- Born: Katherine Crane Byrne December 31, 1957
- Died: August 8, 2024 (aged 66) Chicago, Illinois, U.S.
- Education: Saint Mary's College Loyola University Chicago
- Occupation: Lawyer
- Years active: 1988–2024
- Children: 1
- Parent(s): Jane Byrne (mother) Jay McMullen (stepfather)

= Kathy Byrne =

American lawyer (1957–2024)

Katherine Crane Byrne (December 31, 1957 – August 8, 2024) was an American lawyer. She worked at a Chicago-based law firm, became involved in politics, and president of the Illinois Trial Lawyers Association.

== Life and career ==
Byrne was born on December 31, 1957, to William and Jane Byrne. Her mother later became a politician and her father was a marine pilot who died in a crash en route to Naval Air Station Glenview when she was eighteen months old. She was raised in Sauganash, Chicago where she lived with her mother and grandparents. Byrne was an editor of her high school newspaper and initially wanted to be a political journalist. She earned a bachelor's degree in political science at Saint Mary's College. Her mother later remarried to political journalist Jay McMullen. In October 1978, she was hired through her mother, who by then was mayor of Chicago, to work in a public relations job at the Chicago Transit Authority making US$17,500. She left the position after ten months. Byrne completed a law degree from Loyola University Chicago School of Law in 1988.

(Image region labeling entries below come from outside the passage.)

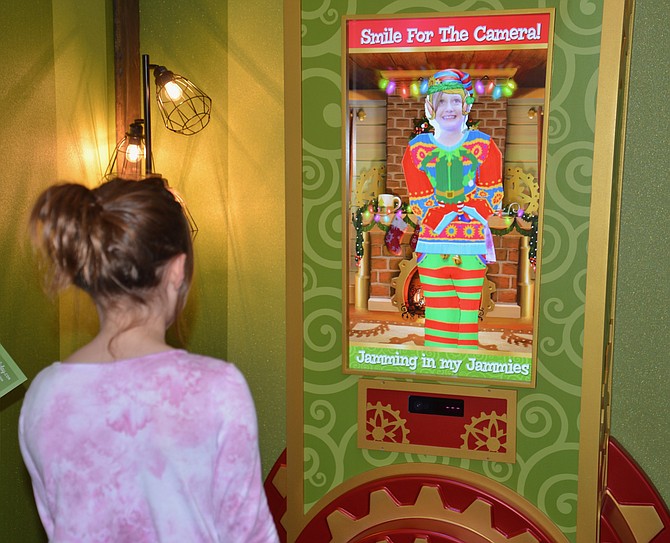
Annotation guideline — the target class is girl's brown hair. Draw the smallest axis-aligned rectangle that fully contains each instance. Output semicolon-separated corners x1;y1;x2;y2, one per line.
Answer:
30;177;193;313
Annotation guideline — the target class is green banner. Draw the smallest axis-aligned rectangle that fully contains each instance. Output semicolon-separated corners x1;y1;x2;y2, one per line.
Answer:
0;345;26;398
348;343;533;384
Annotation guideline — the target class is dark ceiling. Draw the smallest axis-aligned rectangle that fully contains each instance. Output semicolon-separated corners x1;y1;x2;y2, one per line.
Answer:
348;49;547;90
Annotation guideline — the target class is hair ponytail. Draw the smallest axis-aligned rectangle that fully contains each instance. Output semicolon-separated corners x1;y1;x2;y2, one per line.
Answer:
30;178;193;309
30;183;100;293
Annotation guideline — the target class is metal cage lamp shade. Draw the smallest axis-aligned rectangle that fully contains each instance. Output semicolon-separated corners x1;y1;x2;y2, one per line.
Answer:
105;119;146;181
154;66;212;136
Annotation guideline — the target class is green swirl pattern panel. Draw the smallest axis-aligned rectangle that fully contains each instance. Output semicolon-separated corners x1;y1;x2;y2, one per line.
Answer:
302;0;602;539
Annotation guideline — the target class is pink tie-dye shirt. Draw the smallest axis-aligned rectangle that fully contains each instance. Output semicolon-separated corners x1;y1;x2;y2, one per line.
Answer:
19;350;278;543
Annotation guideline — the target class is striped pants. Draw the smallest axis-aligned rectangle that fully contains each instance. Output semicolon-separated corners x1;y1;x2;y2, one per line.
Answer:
418;254;486;349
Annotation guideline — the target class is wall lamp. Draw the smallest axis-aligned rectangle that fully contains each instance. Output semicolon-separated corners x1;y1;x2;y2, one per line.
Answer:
105;55;212;179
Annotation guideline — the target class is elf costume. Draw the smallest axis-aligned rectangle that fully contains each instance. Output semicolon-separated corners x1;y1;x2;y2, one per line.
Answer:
403;70;503;349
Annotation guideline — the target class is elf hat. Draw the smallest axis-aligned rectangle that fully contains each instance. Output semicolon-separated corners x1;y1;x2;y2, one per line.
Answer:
426;69;475;104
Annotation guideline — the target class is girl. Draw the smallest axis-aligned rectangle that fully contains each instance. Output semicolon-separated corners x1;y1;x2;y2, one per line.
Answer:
19;178;278;543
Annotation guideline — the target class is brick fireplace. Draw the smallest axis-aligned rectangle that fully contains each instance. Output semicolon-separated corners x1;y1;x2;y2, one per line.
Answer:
369;95;521;309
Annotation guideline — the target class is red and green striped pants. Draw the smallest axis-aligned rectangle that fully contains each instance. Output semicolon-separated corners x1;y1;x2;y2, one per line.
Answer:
418;254;486;349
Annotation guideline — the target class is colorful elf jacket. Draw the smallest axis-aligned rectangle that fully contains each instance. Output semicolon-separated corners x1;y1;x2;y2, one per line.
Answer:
403;130;503;262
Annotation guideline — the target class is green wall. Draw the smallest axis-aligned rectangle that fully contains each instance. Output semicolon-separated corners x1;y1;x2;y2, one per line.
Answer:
0;0;114;543
140;0;286;480
612;0;670;504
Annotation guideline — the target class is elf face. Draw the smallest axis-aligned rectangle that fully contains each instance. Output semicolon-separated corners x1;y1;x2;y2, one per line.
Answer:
434;92;465;133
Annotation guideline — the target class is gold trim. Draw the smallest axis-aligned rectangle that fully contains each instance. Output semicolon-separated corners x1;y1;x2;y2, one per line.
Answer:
577;0;636;543
304;463;572;543
379;68;517;80
283;2;304;541
327;485;540;543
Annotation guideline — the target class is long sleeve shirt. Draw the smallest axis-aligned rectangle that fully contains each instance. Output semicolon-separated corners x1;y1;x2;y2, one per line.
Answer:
19;350;278;543
402;130;503;261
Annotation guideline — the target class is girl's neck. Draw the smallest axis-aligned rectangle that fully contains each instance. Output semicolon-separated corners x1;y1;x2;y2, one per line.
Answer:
65;308;172;363
435;131;464;147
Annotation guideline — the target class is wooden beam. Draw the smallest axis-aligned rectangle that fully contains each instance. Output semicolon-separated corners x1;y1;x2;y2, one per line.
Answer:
113;0;142;142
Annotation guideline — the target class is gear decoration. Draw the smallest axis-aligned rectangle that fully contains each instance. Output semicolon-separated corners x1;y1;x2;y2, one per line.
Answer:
504;168;540;215
461;411;507;453
391;253;426;321
327;485;539;543
365;402;410;443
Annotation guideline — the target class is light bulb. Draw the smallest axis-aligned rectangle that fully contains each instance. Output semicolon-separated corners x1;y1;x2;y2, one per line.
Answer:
164;81;182;100
126;143;144;162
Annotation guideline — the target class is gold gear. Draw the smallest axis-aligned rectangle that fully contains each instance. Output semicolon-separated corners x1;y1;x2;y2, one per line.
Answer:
327;485;539;543
461;411;507;453
365;402;409;443
503;168;540;215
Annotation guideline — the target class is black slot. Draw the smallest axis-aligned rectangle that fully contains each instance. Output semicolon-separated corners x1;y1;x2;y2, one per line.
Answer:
409;396;465;417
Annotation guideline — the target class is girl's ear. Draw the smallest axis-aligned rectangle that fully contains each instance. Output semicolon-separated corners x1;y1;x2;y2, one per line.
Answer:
424;99;435;121
165;253;186;290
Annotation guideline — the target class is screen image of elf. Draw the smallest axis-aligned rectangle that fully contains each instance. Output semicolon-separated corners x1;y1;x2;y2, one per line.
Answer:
402;69;503;349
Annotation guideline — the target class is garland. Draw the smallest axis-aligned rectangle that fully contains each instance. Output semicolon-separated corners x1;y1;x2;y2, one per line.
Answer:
351;200;416;265
351;200;538;268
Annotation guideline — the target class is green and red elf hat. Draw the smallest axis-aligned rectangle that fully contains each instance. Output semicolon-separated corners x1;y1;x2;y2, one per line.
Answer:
426;69;475;104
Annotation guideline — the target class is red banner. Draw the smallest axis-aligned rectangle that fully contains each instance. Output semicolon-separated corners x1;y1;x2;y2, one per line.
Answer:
347;12;551;51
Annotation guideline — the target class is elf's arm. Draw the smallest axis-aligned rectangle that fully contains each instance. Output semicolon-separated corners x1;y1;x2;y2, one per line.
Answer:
402;145;455;229
465;139;503;219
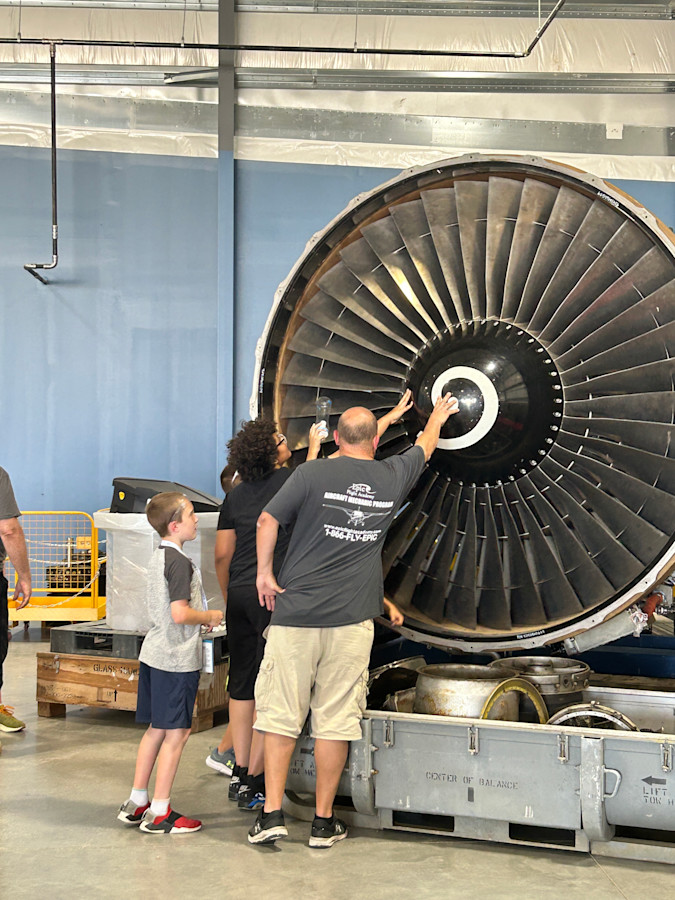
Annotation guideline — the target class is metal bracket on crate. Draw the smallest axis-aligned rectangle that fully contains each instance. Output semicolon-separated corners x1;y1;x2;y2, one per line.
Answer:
467;725;480;756
558;734;570;763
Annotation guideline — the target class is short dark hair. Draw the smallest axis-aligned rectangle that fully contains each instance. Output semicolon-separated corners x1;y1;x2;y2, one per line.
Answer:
145;491;190;537
220;463;240;494
227;419;278;481
338;407;377;444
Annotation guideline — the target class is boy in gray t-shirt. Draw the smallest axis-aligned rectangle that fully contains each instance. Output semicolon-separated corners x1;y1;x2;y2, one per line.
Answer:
117;491;223;834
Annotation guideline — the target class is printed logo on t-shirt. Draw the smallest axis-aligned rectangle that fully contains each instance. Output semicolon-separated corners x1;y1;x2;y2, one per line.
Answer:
323;484;394;542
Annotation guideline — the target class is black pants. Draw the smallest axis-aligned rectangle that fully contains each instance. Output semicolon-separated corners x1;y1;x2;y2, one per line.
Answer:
0;574;9;690
225;584;272;700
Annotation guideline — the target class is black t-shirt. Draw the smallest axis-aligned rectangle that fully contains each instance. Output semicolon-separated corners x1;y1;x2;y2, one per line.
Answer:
265;447;425;628
218;469;291;587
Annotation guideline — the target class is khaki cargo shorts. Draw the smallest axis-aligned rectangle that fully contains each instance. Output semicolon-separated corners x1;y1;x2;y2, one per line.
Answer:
255;619;373;741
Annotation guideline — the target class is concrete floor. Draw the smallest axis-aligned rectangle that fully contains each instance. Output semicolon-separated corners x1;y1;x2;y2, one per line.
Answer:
0;626;675;900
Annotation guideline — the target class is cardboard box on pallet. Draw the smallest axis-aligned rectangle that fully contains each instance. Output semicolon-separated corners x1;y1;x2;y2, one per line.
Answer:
94;512;224;633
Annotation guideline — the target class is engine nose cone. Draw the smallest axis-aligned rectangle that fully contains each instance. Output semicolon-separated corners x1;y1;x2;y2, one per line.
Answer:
408;321;563;485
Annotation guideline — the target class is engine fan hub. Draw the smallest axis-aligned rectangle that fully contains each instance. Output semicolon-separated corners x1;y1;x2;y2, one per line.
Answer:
408;320;562;485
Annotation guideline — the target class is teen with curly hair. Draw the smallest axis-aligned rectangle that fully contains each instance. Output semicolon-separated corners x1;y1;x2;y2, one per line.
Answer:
214;419;321;809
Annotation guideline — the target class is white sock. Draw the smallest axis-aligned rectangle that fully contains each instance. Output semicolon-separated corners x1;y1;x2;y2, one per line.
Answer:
150;797;169;816
129;788;148;806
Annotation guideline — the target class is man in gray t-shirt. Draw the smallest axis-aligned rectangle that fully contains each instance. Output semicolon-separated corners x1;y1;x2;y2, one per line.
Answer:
248;394;458;847
0;468;32;731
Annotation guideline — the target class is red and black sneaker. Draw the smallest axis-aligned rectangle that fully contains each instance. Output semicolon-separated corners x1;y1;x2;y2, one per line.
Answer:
141;807;202;834
117;800;150;825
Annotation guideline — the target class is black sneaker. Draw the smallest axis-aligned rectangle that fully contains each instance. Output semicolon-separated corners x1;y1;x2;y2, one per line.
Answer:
309;815;348;850
227;766;248;800
248;809;288;844
237;775;265;809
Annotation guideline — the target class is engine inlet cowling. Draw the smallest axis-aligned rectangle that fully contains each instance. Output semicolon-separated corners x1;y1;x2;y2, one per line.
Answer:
254;156;675;650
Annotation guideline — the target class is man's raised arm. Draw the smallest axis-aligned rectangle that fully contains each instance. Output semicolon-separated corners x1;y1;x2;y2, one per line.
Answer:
415;393;459;462
256;512;283;611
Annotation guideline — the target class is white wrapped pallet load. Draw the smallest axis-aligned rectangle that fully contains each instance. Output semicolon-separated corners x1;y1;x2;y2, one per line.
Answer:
94;511;225;633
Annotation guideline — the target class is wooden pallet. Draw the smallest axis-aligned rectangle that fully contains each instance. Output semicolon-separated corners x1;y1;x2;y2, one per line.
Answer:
37;653;228;732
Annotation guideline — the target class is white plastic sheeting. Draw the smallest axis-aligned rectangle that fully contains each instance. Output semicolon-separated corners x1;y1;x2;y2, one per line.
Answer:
236;14;675;74
0;4;218;68
0;4;675;181
94;512;225;633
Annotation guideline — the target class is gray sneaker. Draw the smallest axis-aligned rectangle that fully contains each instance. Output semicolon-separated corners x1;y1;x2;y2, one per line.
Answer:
206;747;234;778
309;815;348;850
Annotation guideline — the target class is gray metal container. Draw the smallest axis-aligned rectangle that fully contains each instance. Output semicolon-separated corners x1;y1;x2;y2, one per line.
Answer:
414;663;519;722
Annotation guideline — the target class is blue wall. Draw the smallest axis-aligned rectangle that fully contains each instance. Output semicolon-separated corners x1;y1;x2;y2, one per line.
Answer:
0;147;675;512
0;147;218;511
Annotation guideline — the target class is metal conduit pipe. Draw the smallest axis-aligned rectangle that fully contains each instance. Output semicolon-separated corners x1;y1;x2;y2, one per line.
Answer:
13;0;565;284
24;44;59;284
0;0;566;59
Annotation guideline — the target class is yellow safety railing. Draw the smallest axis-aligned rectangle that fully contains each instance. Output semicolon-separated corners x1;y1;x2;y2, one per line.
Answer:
5;510;105;622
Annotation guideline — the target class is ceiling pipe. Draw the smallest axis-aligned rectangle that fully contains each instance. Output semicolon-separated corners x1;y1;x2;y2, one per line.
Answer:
24;44;59;284
0;0;565;59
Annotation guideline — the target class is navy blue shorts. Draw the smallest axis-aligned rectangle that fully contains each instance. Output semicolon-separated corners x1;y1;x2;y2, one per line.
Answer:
136;663;199;728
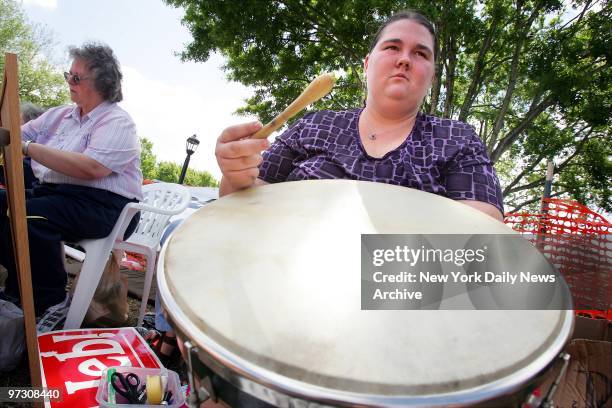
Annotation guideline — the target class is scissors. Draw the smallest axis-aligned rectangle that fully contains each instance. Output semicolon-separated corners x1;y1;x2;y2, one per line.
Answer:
111;372;146;404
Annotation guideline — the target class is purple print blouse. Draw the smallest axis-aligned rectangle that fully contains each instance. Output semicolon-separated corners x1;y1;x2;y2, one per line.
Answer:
259;109;503;213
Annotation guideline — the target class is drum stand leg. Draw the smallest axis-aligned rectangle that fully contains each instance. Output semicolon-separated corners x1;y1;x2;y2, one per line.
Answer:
523;353;571;408
185;340;217;407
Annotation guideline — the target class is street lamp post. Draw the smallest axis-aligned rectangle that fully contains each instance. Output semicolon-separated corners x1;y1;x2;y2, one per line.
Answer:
179;135;200;184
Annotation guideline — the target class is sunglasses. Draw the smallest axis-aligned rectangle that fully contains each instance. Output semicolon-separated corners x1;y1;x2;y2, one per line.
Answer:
64;72;91;85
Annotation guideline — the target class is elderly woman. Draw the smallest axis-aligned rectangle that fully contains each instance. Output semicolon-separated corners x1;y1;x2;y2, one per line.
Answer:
0;43;142;322
216;11;503;221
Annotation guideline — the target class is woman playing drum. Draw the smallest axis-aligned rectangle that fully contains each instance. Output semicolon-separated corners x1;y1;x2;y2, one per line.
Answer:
215;11;503;221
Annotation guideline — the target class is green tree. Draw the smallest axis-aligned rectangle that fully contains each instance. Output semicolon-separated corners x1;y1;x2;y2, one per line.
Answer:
165;0;612;211
154;161;219;187
140;137;157;180
0;0;69;108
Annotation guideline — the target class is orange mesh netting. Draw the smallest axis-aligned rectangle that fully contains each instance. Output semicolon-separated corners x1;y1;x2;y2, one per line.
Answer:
505;198;612;314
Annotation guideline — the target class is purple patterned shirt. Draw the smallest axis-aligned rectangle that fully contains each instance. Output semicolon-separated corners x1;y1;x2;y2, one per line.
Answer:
259;109;503;213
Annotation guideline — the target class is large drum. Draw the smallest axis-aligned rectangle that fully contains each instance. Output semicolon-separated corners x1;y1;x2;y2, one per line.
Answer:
158;180;573;407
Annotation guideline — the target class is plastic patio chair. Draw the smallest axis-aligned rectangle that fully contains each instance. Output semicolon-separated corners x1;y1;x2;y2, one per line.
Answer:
64;183;191;329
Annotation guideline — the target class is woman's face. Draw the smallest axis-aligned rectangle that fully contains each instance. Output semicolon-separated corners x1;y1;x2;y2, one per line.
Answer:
364;19;435;110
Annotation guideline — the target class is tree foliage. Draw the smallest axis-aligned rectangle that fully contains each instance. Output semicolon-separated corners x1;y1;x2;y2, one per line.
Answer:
0;0;69;108
140;137;219;187
165;0;612;211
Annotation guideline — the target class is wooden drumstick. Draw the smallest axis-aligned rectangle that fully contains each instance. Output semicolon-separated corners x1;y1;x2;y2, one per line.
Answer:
251;74;336;139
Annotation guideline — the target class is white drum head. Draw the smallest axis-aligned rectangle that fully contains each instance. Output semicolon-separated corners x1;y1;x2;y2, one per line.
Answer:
158;180;572;405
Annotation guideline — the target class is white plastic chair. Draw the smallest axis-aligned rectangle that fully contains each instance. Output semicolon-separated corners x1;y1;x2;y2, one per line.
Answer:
64;183;191;329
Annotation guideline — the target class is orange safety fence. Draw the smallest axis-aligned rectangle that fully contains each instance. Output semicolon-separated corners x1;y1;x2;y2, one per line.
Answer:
504;198;612;320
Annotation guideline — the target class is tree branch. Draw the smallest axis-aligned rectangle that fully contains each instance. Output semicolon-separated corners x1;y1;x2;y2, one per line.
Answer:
488;95;553;162
502;154;545;196
508;191;565;214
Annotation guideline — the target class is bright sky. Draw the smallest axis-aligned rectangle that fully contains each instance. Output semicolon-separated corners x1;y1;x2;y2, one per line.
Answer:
23;0;255;179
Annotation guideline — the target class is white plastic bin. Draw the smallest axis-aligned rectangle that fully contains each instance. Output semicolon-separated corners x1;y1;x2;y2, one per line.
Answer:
96;366;185;408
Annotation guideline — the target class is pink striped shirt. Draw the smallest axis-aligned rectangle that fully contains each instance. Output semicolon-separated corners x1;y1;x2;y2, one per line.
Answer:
21;102;142;200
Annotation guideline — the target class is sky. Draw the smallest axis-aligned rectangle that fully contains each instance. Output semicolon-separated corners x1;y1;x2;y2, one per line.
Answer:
22;0;256;179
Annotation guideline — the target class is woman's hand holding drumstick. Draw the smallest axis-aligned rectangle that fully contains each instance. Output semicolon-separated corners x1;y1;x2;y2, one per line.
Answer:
215;74;335;196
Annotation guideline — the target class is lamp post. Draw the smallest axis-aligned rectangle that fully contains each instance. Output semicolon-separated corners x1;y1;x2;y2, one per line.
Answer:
179;135;200;184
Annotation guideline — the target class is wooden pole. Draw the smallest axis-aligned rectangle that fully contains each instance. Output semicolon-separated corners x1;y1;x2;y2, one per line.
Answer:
0;54;41;387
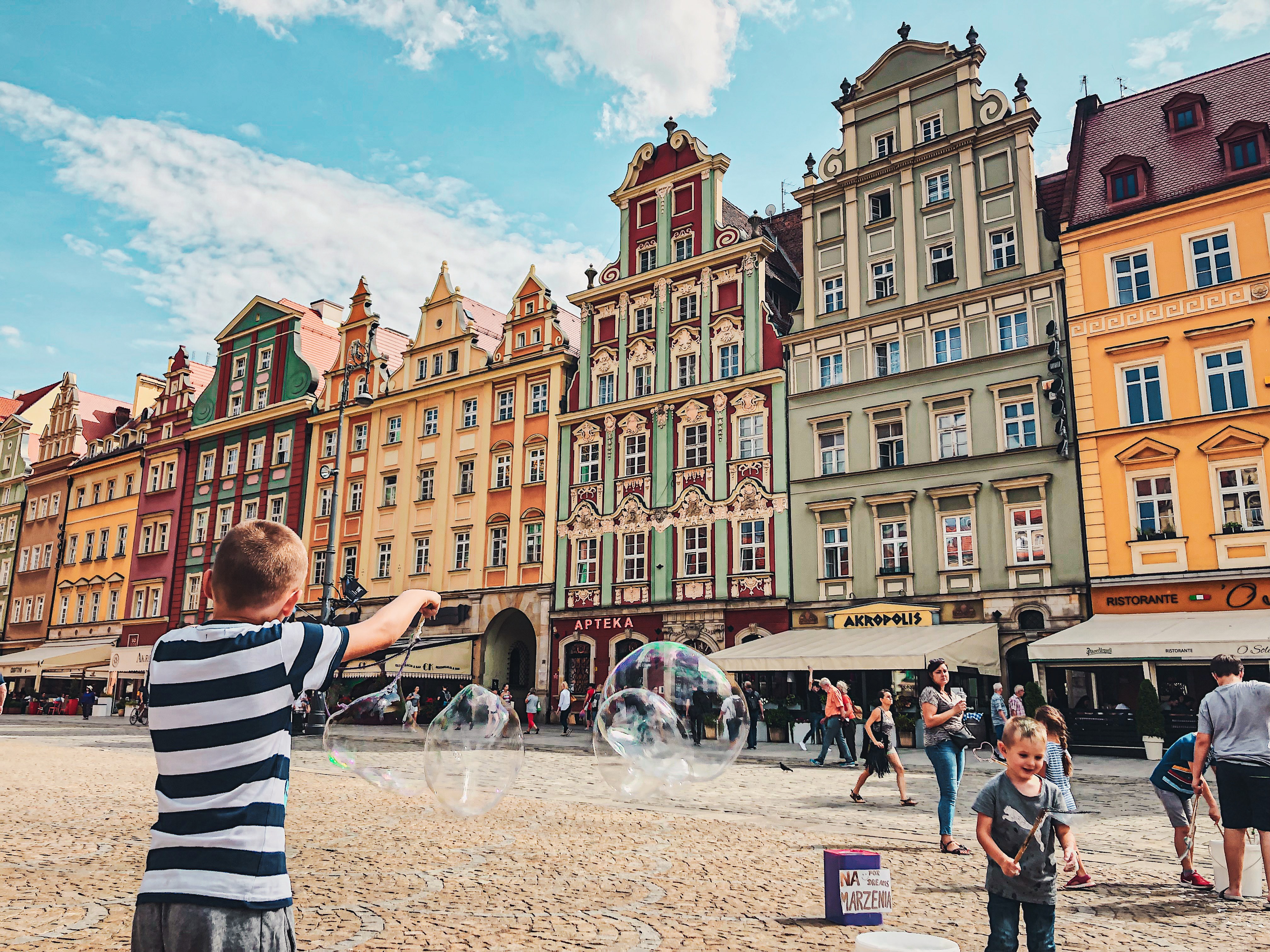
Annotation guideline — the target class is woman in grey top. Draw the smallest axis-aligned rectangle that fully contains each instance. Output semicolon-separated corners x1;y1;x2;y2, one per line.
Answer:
918;658;970;856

Byrne joined Cooney & Conway as a law clerk on the day she passed the Illinois Bar Examination in 1988. She worked there as a trial attorney for over 35 years. Byrne specialized in asbestos law. She co-chaired Susana Mendoza's campaign during the 2019 Chicago mayoral election. She fundraised for Joe Biden's 2020 and 2024 presidential campaigns. On June 9, 2023, Byrne became the second woman to serve as president of the Illinois Trial Lawyers Association.

Byrne died of lung cancer at the Rush University Medical Center, on August 8, 2024, at the age of 66.